La carta sin abrir

Llovía cuando llegó, pero nadie abrió la puerta.
El cartero, acostumbrado a la indiferencia de los felpudos, dejó el sobre con cuidado, como si aún tuviera algún poder. Era grueso, antiguo. De esos que no traen facturas, sino historias.


Pasaron los días. Luego semanas. El tiempo comenzó a marcar su huella: una esquina húmeda, una arruga que parecía un suspiro detenido.
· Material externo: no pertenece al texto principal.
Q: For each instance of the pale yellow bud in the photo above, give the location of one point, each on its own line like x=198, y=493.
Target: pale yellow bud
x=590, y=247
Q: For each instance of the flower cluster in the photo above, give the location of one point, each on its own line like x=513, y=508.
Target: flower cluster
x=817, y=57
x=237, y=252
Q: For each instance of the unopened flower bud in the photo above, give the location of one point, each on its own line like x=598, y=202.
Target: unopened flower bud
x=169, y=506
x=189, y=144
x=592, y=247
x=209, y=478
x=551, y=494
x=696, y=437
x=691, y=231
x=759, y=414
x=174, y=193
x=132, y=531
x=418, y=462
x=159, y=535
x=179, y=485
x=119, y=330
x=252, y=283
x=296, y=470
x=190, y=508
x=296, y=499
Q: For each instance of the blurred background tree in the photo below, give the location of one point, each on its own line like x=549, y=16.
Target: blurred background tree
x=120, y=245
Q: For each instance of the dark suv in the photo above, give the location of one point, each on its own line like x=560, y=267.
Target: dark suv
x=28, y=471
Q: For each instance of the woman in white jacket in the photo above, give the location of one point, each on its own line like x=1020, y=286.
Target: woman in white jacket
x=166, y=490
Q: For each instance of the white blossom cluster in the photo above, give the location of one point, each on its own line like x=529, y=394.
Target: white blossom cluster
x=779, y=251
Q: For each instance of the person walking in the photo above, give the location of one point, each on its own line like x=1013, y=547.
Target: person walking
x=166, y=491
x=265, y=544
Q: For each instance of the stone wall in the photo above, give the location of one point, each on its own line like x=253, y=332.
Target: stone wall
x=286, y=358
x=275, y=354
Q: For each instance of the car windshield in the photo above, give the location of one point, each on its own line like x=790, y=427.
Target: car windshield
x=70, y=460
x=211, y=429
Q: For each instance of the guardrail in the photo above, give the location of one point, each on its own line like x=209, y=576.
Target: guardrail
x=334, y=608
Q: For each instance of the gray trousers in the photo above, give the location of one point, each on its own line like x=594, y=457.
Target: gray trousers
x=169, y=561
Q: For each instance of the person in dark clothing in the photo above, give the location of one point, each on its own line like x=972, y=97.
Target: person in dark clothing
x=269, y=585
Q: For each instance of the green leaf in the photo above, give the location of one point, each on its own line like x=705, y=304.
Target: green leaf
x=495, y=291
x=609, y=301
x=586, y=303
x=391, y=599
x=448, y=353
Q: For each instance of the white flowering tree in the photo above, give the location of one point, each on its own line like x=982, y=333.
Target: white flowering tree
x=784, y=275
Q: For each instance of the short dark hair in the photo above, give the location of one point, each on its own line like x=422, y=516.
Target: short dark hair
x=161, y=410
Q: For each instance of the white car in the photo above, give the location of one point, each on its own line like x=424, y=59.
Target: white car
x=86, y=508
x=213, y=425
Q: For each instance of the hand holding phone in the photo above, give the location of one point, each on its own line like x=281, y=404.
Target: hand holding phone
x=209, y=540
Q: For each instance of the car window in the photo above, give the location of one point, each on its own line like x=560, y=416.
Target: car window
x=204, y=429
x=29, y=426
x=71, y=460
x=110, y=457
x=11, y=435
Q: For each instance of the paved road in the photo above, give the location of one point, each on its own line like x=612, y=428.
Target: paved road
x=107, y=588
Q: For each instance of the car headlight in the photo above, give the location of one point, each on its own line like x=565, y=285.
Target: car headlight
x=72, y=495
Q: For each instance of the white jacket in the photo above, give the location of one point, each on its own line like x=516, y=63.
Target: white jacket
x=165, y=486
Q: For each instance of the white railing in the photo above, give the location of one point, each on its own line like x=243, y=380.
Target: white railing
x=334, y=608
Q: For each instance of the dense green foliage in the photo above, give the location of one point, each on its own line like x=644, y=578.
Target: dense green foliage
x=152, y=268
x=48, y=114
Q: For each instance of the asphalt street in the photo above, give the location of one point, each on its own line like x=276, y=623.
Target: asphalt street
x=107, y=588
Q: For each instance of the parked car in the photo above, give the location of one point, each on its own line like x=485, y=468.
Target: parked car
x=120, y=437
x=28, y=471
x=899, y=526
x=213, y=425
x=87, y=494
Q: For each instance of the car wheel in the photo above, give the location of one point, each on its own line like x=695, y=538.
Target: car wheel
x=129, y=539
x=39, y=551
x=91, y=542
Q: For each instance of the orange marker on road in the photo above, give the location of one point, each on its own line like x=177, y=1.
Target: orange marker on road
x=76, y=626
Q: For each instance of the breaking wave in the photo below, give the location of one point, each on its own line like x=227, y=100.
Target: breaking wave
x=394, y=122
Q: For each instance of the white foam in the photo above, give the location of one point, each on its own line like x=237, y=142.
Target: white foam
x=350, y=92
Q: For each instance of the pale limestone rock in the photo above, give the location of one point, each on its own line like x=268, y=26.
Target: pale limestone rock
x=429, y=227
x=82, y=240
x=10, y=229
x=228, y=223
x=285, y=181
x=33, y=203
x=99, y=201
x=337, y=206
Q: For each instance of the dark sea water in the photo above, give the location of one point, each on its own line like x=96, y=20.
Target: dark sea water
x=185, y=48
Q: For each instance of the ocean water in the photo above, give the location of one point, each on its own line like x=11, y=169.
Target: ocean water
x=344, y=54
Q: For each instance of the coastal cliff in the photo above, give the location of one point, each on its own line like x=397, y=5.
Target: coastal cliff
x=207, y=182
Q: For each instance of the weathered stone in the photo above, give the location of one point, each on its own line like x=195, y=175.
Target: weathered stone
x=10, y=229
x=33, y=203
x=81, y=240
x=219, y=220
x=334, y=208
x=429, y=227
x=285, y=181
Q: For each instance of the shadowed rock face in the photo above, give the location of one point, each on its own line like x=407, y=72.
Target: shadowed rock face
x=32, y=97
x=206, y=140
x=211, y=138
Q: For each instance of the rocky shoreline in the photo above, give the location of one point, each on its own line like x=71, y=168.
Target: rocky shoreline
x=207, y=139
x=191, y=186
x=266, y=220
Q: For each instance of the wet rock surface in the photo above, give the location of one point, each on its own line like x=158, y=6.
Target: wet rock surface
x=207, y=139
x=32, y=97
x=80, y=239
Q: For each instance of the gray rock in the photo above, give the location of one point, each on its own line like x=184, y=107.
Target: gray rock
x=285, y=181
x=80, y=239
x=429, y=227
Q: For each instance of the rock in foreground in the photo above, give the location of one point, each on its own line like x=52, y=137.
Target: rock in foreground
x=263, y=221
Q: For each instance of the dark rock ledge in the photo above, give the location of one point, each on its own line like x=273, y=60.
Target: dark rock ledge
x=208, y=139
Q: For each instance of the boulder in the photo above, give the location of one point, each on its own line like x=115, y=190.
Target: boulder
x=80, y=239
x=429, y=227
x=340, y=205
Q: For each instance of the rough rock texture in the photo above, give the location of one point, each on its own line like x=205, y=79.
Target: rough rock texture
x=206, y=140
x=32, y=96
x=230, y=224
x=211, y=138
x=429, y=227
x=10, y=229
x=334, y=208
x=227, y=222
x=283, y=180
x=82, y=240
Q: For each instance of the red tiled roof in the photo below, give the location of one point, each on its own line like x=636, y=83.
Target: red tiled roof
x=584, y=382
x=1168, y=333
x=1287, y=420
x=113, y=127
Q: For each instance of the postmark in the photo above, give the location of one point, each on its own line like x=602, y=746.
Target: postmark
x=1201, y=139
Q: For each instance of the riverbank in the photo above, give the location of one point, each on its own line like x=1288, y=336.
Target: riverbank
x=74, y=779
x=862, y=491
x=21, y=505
Dentro, una caligrafía temblorosa intentaba alcanzar a alguien que ya no estaba dispuesto a leer.

Los vecinos pasaban frente a la puerta cerrada sin atreverse a tocar el timbre. Algunos sabían lo que había sucedido allí, otros solo intuían el silencio. El sobre seguía allí. Como un testigo. Como una culpa.

A veces, el viento lo desplazaba unos centímetros. Como si la casa respirara apenas. Como si el pasado intentara entrar de nuevo.
Pero nadie lo recogía.
Nadie lo abría.

Hasta que un día, un niño se agachó y lo sostuvo en sus manos.
Preguntó a su madre por qué estaba allí.
Ella no respondió. Solo lo tomó suavemente, lo metió en su bolso y, al llegar a casa, lo quemó sin leerlo.

Y así, lo que dolía… siguió sin saberse.